Rogue waves, though long reported by mariners, were not proven scientifically until 1995. The first rogue wave accurately measured was the so-called Draupner wave, near the Draupner oil rig platform off of Norway in 1995. During a storm with average wave heights of around 39 feet, a laser device was used to measure accurately a freak wave of around 84 feet.
Earlier this month the U.S. Coast Guard performed a helicopter rescue of the crew of a sailboat that was severely damaged by a rogue wave about 120 miles southeast of Nantucket, according to a report on Sail-World.com. The captain of the 45-foot sailboat, Eva, on a trip from Florida to Greece, said they were sailing safely in rough conditions with 20- to 30-foot seas when a rogue wave dismasted them, damaging the deck and ports. The boat was taking on water, but the crew was able to ascertain their position with a backup GPS unit and called for help with a satellite telephone. Within two hours a helicopter from Cape Cod plucked the survivors off the boat.
“For a long time, nobody really thought this mathematics would be applicable to the ocean,” says Al Osborne, a physicist at the University of Turin in Italy. “Not only is it applicable, but we’re now undergoing a paradigm shift in understanding ocean waves.”

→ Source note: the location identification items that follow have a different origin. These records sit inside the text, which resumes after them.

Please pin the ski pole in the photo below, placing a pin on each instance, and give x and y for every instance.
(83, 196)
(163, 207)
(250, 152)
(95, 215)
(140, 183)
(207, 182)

Amin Chabchoub, a mathematician at the Hamburg University of Technology in Germany, set up an experiment in a water tank where a paddle created uniform small waves, and then occasionally the paddle was jerked to create an anomaly in the wave trains. This process could create waves in the tank of up to three times the normal wave height. The article said that the behavior of these waves satisfied the mathematics described by Peregrine.
“You add an almost imperceptible amount of noise, and all sorts of wacky and unexpected things can happen,” said Daniel Solli, a physicist at UCLA who created the first Peregrine soliton in light waves.